JuliaDSP / DSP.jl

Filter design, periodograms, window functions, and other digital signal processing functionality
https://docs.juliadsp.org/dev/
Other
374 stars 108 forks source link

Implement time-domain convolution and use it for integers #545

Open martinholters opened 4 months ago

martinholters commented 4 months ago

This does the very minimal thing to get discussion started. I think we should do the time-domain convolution in more cases, but before going in that direction, I'd first like to get feedback.

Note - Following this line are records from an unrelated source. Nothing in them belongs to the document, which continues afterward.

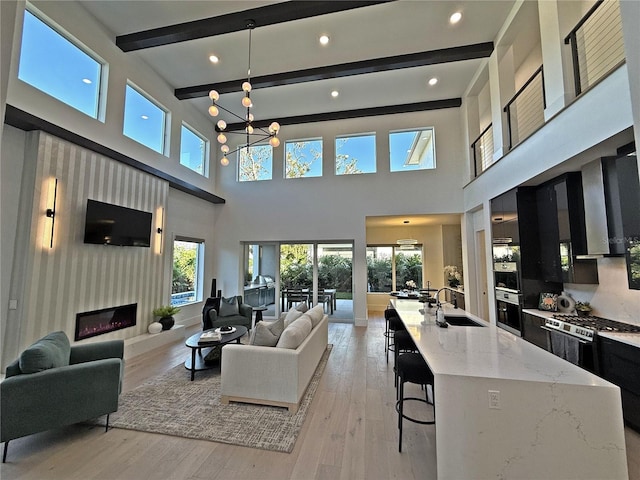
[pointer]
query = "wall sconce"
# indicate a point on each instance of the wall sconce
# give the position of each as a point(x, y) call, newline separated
point(50, 212)
point(159, 229)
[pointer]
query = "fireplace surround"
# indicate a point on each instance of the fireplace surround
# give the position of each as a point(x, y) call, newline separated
point(99, 322)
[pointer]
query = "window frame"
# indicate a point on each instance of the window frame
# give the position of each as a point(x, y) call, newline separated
point(98, 100)
point(395, 250)
point(411, 168)
point(205, 150)
point(268, 170)
point(165, 118)
point(199, 270)
point(295, 141)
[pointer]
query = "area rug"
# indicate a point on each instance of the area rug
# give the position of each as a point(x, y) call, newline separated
point(171, 404)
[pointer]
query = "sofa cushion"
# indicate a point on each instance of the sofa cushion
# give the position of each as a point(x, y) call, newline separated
point(229, 306)
point(267, 334)
point(315, 314)
point(51, 351)
point(293, 336)
point(291, 316)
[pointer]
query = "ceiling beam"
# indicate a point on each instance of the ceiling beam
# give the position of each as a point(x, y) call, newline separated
point(409, 60)
point(234, 22)
point(357, 113)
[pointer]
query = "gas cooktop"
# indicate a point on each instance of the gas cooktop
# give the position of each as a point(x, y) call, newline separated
point(599, 324)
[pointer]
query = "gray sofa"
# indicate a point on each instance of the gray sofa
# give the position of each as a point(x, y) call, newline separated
point(53, 384)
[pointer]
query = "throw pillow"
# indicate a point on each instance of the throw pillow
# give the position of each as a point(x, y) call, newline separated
point(51, 351)
point(229, 306)
point(294, 334)
point(291, 315)
point(316, 314)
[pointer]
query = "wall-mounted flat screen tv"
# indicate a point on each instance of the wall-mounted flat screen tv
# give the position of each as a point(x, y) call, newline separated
point(108, 224)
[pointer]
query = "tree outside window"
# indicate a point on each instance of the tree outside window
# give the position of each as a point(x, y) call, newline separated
point(255, 163)
point(187, 271)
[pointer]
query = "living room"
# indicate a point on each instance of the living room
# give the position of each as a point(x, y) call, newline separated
point(73, 277)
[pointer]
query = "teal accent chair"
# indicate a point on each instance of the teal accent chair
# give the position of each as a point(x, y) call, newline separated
point(53, 384)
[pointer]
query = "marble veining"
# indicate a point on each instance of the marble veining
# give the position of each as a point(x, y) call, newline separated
point(549, 424)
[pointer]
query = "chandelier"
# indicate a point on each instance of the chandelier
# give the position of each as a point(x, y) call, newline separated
point(253, 135)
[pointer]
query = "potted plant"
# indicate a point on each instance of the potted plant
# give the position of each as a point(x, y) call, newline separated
point(583, 309)
point(165, 314)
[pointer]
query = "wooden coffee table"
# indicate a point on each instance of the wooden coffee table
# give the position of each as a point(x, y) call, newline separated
point(196, 362)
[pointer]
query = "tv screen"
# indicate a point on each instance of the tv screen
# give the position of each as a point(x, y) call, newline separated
point(108, 224)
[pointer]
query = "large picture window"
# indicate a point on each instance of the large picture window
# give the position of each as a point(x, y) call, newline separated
point(193, 150)
point(412, 150)
point(389, 268)
point(144, 120)
point(255, 163)
point(57, 66)
point(188, 271)
point(356, 154)
point(303, 158)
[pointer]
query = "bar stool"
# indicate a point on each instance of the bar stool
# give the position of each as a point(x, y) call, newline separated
point(403, 343)
point(392, 324)
point(412, 368)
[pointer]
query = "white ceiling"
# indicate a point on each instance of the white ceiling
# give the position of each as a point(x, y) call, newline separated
point(375, 31)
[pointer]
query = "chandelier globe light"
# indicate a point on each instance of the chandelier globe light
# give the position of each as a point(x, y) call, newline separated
point(249, 130)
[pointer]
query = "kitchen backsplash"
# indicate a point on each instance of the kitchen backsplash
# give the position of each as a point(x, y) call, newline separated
point(611, 297)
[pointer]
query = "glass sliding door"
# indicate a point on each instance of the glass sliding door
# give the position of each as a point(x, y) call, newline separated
point(335, 279)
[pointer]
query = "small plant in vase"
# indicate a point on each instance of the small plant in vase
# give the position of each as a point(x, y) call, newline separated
point(165, 314)
point(583, 309)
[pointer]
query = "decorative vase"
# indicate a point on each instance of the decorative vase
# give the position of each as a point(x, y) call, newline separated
point(167, 323)
point(155, 327)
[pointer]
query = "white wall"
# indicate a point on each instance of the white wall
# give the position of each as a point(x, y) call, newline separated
point(334, 208)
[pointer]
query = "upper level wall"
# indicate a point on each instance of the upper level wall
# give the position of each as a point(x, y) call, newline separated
point(122, 67)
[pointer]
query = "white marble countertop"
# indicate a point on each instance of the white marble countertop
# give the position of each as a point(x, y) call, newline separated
point(632, 339)
point(487, 352)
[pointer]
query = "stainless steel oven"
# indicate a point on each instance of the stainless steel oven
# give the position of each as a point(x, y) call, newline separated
point(509, 310)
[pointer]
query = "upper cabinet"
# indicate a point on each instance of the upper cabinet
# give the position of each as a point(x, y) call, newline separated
point(622, 198)
point(562, 231)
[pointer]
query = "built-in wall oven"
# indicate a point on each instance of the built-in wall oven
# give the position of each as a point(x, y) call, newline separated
point(509, 309)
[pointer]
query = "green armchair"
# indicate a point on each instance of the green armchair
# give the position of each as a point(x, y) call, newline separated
point(54, 384)
point(220, 312)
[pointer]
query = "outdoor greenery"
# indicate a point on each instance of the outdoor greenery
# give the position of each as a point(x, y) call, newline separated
point(296, 270)
point(184, 267)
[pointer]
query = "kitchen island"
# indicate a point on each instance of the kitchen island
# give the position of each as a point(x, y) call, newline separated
point(553, 419)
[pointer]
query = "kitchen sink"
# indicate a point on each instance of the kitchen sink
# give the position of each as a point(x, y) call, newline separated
point(461, 321)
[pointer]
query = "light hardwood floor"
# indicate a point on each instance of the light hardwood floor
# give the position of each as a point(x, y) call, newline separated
point(349, 433)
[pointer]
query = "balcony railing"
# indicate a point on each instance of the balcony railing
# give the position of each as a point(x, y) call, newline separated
point(597, 45)
point(525, 111)
point(482, 149)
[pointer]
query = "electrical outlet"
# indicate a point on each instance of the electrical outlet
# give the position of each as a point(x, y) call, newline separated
point(494, 399)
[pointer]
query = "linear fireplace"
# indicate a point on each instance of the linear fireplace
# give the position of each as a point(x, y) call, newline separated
point(97, 322)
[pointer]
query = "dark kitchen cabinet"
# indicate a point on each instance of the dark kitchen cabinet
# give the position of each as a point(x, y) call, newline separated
point(622, 199)
point(619, 363)
point(562, 231)
point(532, 330)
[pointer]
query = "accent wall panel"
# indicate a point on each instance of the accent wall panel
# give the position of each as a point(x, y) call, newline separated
point(73, 277)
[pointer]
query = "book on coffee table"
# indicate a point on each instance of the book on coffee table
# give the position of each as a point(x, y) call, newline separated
point(209, 337)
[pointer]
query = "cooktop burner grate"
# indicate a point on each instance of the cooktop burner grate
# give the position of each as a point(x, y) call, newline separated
point(598, 323)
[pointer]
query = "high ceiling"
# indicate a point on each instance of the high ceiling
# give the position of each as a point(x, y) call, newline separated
point(365, 40)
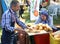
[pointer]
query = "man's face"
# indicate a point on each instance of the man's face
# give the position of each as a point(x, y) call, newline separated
point(17, 7)
point(43, 17)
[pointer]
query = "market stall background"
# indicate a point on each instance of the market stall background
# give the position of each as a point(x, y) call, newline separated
point(26, 14)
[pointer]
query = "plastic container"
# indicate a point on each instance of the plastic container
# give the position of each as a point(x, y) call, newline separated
point(53, 40)
point(40, 39)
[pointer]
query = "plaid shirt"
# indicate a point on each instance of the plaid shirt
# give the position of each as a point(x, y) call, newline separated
point(8, 17)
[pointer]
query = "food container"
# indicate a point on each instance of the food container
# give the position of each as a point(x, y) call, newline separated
point(53, 40)
point(40, 38)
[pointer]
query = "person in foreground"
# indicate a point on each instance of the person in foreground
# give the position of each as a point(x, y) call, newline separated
point(8, 20)
point(45, 19)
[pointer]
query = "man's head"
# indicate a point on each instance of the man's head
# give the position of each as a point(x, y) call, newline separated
point(44, 15)
point(15, 6)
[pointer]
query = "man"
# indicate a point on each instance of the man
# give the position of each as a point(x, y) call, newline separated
point(8, 20)
point(44, 18)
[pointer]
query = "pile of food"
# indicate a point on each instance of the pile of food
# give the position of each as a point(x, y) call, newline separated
point(38, 28)
point(56, 35)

In particular, for "small" u and v, time-domain convolution would be more efficient and I see no reason not to do it. It just takes a bit of benchmarking to figure out what "small" should be exactly, here. And it would also fix this minor issue:

julia> conv(zeros(0), zeros(0))
ERROR: ArgumentError: invalid Array dimensions

julia> conv(zeros(0), zeros(1))
ERROR: InexactError: trunc(Int64, -Inf)

julia> conv(zeros(1), zeros(0))
ERROR: InexactError: trunc(Int64, -Inf)

The time-domain convolution form this PR does the right thing:

julia> conv(zeros(Int, 0), zeros(Int, 0))
Int64[]

julia> conv(zeros(Int, 0), zeros(Int, 1))
Int64[]

julia> conv(zeros(Int, 1), zeros(Int, 0))
Int64[]

Another point worth considering is whether to use time-domain convolution for more input types. Consider

julia> conv(zeros(BigFloat, 1), zeros(BigFloat, 1))
ERROR: type BigFloat not supported

julia> conv(zeros(Rational{Int}, 1), zeros(Rational{Int}, 1))
1-element Vector{Float64}:
 0.0

For BigFloat, this would change from throwing an error to working, but potentially slow, which I'd consider an improvement. For Rational, I wonder whether doing the computation on Rationals (and also returning Rationals) wouldn't be better. The extreme measure would be to do time-domain convolution by default and only use FFT-based approaches for Float32 and Float64 input (above a certain problem size), which would still cover most cases in practice, I guess. Opinions?

Note that if we decide to do time-domain convolution in more cases, we can always do that in later PRs; this one could stand on its own.

Closes #411, fixes #410.

codecov[bot] commented 4 months ago

Codecov Report

All modified and coverable lines are covered by tests :white_check_mark:

Project coverage is 97.79%. Comparing base (76001f4) to head (b127ca2).

Additional details and impacted files ```diff @@ Coverage Diff @@ ## master #545 +/- ## ========================================== + Coverage 97.74% 97.79% +0.04% ========================================== Files 18 18 Lines 3199 3220 +21 ========================================== + Hits 3127 3149 +22 + Misses 72 71 -1 ```

:umbrella: View full report in Codecov by Sentry.
:loudspeaker: Have feedback on the report? Share it here.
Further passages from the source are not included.